What are the responsibilities and job description for the QMS Consultant position at Redbock- an NES Fircroft company?
Our client is a leading T cell receptor (TCR) biotechnology company working to create first-in-class biological therapies to address unmet patient needs in oncology as well as infectious and autoimmune diseases, and they are in immediate need of a Quality Systems Consultant to support QMS and GxP activities.
Responsibilities:
- Manage QMS work, deviations, change controls, CAPAs, SOP writing, and form writing.
- Write, review and manage quality documentation (procedures, protocols, SOPs, etc.)

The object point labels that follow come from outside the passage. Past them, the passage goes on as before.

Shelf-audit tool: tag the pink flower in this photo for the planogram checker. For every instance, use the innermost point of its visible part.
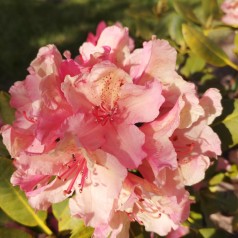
(112, 105)
(52, 177)
(115, 130)
(159, 208)
(230, 8)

- Execute routine Document Control activities per SOPs, QMS, and applicable regulatory requirements
Requirements:
- BS Degree minimum
- 3 years experience pharmaceutical or biotechnology industry required
- Must have strong GxP experience, experience in GCP setting are a plus
- Experience with EQMS or EDMS (MasterControl) preferred. Experience with Veeva or Trackwise is acceptable
- Investigation skills are a plus
Job Types: Full-time, Contract
Benefits:
- Dental insurance
- Health insurance
- Life insurance
- Vision insurance
Experience level:
- 3 years
Schedule:
- 8 hour shift
Education:
- Bachelor's (Preferred)
Experience:
- pharma and/or biotech industry: 3 years (Preferred)
- GxP, experience in GCP setting: 3 years (Preferred)
- EQMS or EDMS (MasterControl): 3 years (Preferred)
- Veeva or Trackwise: 3 years (Preferred)
- Quality Investigation: 3 years (Preferred)
Ability to Relocate:
- Conshohocken, PA: Relocate before starting work (Required)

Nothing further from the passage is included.